SHARON GEGGUS, a community midwife from Llanelli is home for the holidays after a three month battle with coronavirus.
Sharon began to feel unwell in September, experiencing shortness of breath and a high temperature.
As these symptoms persisted and her condition began to worsen, she was admitted to Prince Philip Hospital in Llanelli on 16 September, with a temperature of 41°C.During her stay, she credits the support of her family and the staff at Prince Philip Hospital for helping her get through the ordeal. Speaking of her experience in hospital, Sharon says: “I was sedated for about five weeks, but I was told that the staff were playing music for me.
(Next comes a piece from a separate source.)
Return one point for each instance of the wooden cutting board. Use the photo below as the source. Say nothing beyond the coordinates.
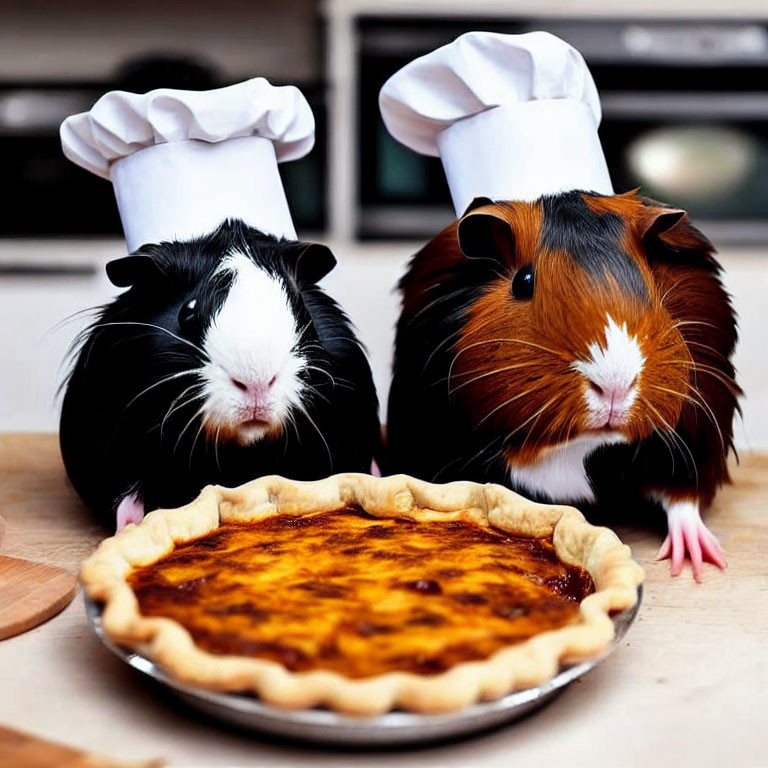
(30, 593)
(21, 750)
They had contacted my family to find out what my favourite songs were, and they would play those.
“It was really hard but the hardest times I didn’t really know about – my family were the people going through it. I can’t stress how well the staff looked after me. I used the iPads provided through the hospital to keep in contact with my family and the staff would also help me phone and communicate with my family.  
“The ITU staff and the staff on Ward 9 where I went for rehabilitation were amazing. I’m a community midwife myself and I would obviously treat someone how I wanted to be treated – but they really went above and beyond.
They would sit and chat with me when I was feeling down and they made sure I was in contact with my family all the time, even letting me hang up pictures of my family on my wall.”
Sharon was clapped out of the hospital on 10 December, 85 days after being admitted. Even though she is home, the road to recovery isn’t over.
She says: “There’s still a long way to go but I’m getting there. I can get around using a walking frame and only need oxygen when I’m really moving about. It’s so nice to be home, I think you just sort of relax a bit and move around more and just feel better for being back with your family.”
Reflecting on her experience, Sharon offered this advice to others with COVID-19: “Keep in touch with your family as much as you possibly can, it’s what got me through. I wouldn’t really know what else to say, just keep positive and keep in touch with your loved ones, that’s what really helps.”